Monsieur Bacquet, j'ai tenu les mêmes propos au cours d'un débat en Lot-et-Garonne et je n'ai pas eu le moins du monde le sentiment qu'on ne m'entendait pas. Les citoyens, extrêmement attentifs à la question, ont au contraire très bien compris la position de la France : en l'état, ce traité n'a pas d'intérêt pour notre pays – ni pour notre économie ni en termes de respect de certains principes et valeurs que je n'ai cessé de rappeler depuis ma nomination. En l'état, nous y sommes donc hostiles. Je l'ai moi-même répété tout au long de l'année dernière. Cela a également été dit avec beaucoup de force par le chef de l'État au début de mois de mai. Je ne crois pas qu'il y ait là la moindre ambiguïté, et je suis prêt à venir parler du sujet devant tous ceux qui le souhaiteront.
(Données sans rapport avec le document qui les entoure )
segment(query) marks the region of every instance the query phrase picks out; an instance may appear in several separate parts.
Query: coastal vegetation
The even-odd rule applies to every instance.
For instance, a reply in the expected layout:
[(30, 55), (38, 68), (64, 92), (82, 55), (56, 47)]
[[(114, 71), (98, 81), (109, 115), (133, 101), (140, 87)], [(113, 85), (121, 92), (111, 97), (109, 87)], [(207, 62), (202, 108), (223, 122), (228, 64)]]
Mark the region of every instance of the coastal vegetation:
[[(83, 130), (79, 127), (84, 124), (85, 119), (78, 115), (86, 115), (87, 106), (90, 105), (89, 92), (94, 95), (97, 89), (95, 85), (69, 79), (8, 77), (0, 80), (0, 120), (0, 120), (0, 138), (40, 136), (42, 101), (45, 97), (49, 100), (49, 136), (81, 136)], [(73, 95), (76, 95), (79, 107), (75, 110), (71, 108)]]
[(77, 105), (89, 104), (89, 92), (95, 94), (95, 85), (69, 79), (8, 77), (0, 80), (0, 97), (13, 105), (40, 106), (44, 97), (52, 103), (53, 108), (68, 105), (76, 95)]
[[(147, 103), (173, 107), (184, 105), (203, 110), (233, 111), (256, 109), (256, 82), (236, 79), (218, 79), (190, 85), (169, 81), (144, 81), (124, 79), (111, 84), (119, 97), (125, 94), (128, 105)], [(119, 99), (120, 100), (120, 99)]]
Madame Lebranchu, vous savez l'importance que j'accorde aux exportations des PME, qui font l'objet d'une feuille de route spécifique. Nos dispositifs ne parviennent pas forcément à bien cibler les PME. Les enjeux sont pourtant très importants, d'autant que les PME sont les premières victimes de ce qui ressort des doubles contrôles, notamment en matière agricole. Des formalités douanières extrêmement complexes peuvent être rédhibitoires et dissuader une PME d'exporter. Sur ce point, nous ne notons pas d'évolution favorable des négociations. Nous sommes évidemment preneurs de tous les travaux parlementaires sur la question, pas seulement en ce qui concerne les États-Unis. J'organise moi-même le 14 juin prochain, au Quai d'Orsay, le deuxième forum des PME à l'international. Le premier, au mois de mars 2015, avait surtout traité de la réforme des dispositifs d'accompagnement à l'export. Cette fois, nous examinerons les opportunités des PME, y compris en matière d'e-commerce, de simplification, etc. Vous y êtes évidemment tous invités, mesdames et messieurs les députés.

Madame Fort, vous avez bien fait d'auditionner le rapporteur du CESE. J'ai moi-même été auditionné par le CESE, qui effectue un travail important. J'ai également rencontré le député européen Franck Proust, lors de mon dernier déplacement à Bruxelles, mais j'ai aussi rencontré le député Poisson. Je rencontre aussi bien les députés de l'opposition que ceux de la majorité.

Pour déterminer qu'un accord est mixte, le Conseil doit se prononcer de manière unanime. Sur les positions de la France dans la négociation, il n'y a aucune posture. Vous pouvez relire les déclarations que j'ai faites tout au long de l'année dernière : rien n'a varié, dans la construction de la stratégie, dans les critères posés, dans les exigences, formulées, avec force et précision par le Président de la République. Et si j'ai été le seul membre d'un gouvernement à envisager la fin des négociations, je l'ai fait en plein accord avec les plus hautes autorités de l'exécutif, et la position française ne connaît aucune inflexion.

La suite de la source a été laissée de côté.